Ma réponse parait plate tandis que je sens leurs regards me suivre jusqu'à ma table. Ce n'est pas du tout malaisant, loin de là. En ville dès que vous entrez quelque part, les gens s'en foutent, ils sont bien trop préoccupés à avoir le nez sur leurs écrans. Ici, je ne suis même pas certain qu'ils sachent qui est le dernier Président de la République. Ils ont la radio au moins ?
- Je vous sers quelque chose ? Vous êtes nouveau, non ?
- Je voudrais bien un café s'il vous plaît, avec une cuillère de lait et deux sucres.
La serveuse reste alors devant ma table avec son grand sourire et ses yeux noisette pétillants. Elle me regarde, non, m'observe et semble attendre quelque chose. Ah oui, c'est vrai.
- Oui, je suis nouveau. Je suis le petit-fils de la fleuriste au bout de la rue.
- Gabriel, c'est ça ? Je suis tellement contente de faire ta connaissance ! Jacqueline nous a parlé de toi si souvent !
D'accord, alors là, on passe directement au tutoiement sans plus aucune forme de politesse. Et ma grand-mère qui parle de moi ? C'est étonnant ? Je l'imagine se plaindre en disant que son casse-couille de petit-fils venait l'emmerder alors qu'elle ne l'a pas vu depuis des années. C'est bien son genre ça.

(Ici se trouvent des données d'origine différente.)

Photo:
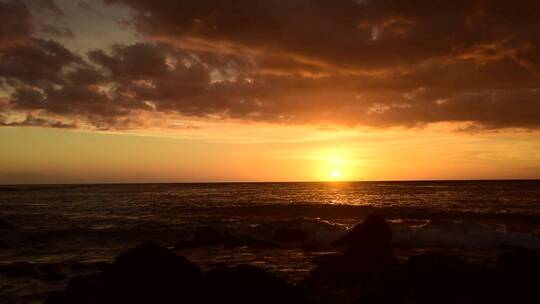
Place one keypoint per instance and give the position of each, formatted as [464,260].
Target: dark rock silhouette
[5,225]
[289,235]
[519,272]
[146,274]
[376,297]
[95,266]
[248,284]
[373,233]
[153,274]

- Moi c'est Cléo ! Je travaille ici à mi-temps, sinon j'aide sur le marché.
- OK...Eh bien enchanté.
- C'est fou ! Je t'imaginais plus petit et beaucoup moins mignon.
Moment gênant.
- Euh, merci.
Je n'ai jamais aimé les compliments sur le physique. Je trouve que ça sonne faux. Les gens s'arrêtent généralement à une apparence et vous jugent dessus. J'ai eu de la chance, la bonne fée s'est penchée sur mon berceau étant bébé, mais quand bien même, je n'ai jamais aimé que l'on me fasse remarquer que j'étais "mignon". Je me trouve dans la moyenne. Maman dit souvent qu'en grandissant je ressemble de plus en plus à Papa, que j'ai ses yeux et son sourire. Ses fossettes aussi. Moi je pense avoir hérité de ses traits à elle ou au moins ceux de caractère.
- Donc tu es ici en vacances ?
- En fait, je viens continuer mes études à la fac du coin et...
- M'en dit pas plus ! Tu veux une visite ? Si c'est ça, je suis ton guide ! Tu sais j'ai grandie ici, mais je fais aussi mes études là-bas et...
Je l'entends me déblatérer sa vie entière sans vraiment l'écouter. Cette fille ne me connait pas et elle me parle comme si on était amis. Je m'en fou de savoir ce qu'elle fait le mercredi soir et de savoir qu'elle est "trop contente de vivre dans un village aussi mignon et petit". Je m'en contrefou. Tout ce que je veux, c'est la connexion WiFi, du silence et un moment de concentration pour faire le nécessaire.
- Et donc, c'est comme ça que je me suis retrouvée à être serveuse dans ce café. C'est dingue, non ?
Je n'ai rien écouté.
- Oui, oui complètement. Est-ce que je pourrais avoir le mot de passe WiFi pendant que je prends mon café ? Je veux juste regarder deux trois petits trucs sur le net vite fait.
- Oh bien sûr ! Attends, je vais te noter ça.
Elle décapuchonne un stylo à l'aide de ses dents et je m'attends à ce qu'elle écrive le mot magique sur la serviette en papier, mais non ! Cette malheureuse prend ma main et l'écrit en plein milieu de ma paume.
Les campagnards c'est vraiment des gens à part.
- Et je t'ai même rajouté mon numéro !
Ah oui, d'accord, elle est carrément directe elle.
- Tu sais, au cas où...tu aurais besoin de moi quoi !
Non, mais je crois que t'as pas compris ma cocotte, je ne vais pas avoir besoin de toi. Ni maintenant, ni jamais en fait. Je suis un grand garçon qui sait parfaitement prendre soin de lui. Allez va servir une autre mémère à chien là.
- Bon, je dois travailler, mais surtout, fais moi signe si tu as besoin d'infos ou quoi que ce soit d'autre !
- Je n'y manquerais....
Petit sourire coincé, léger signe de la main et elle va bien comprendre que j'ai besoin d'espace et d'intimité, non ?
Dans quel bled je me suis retrouvé moi encore. Ce n'est pas "Maman, j'ai raté l'avion", mais plutôt "Maman, je me suis trompé de destination".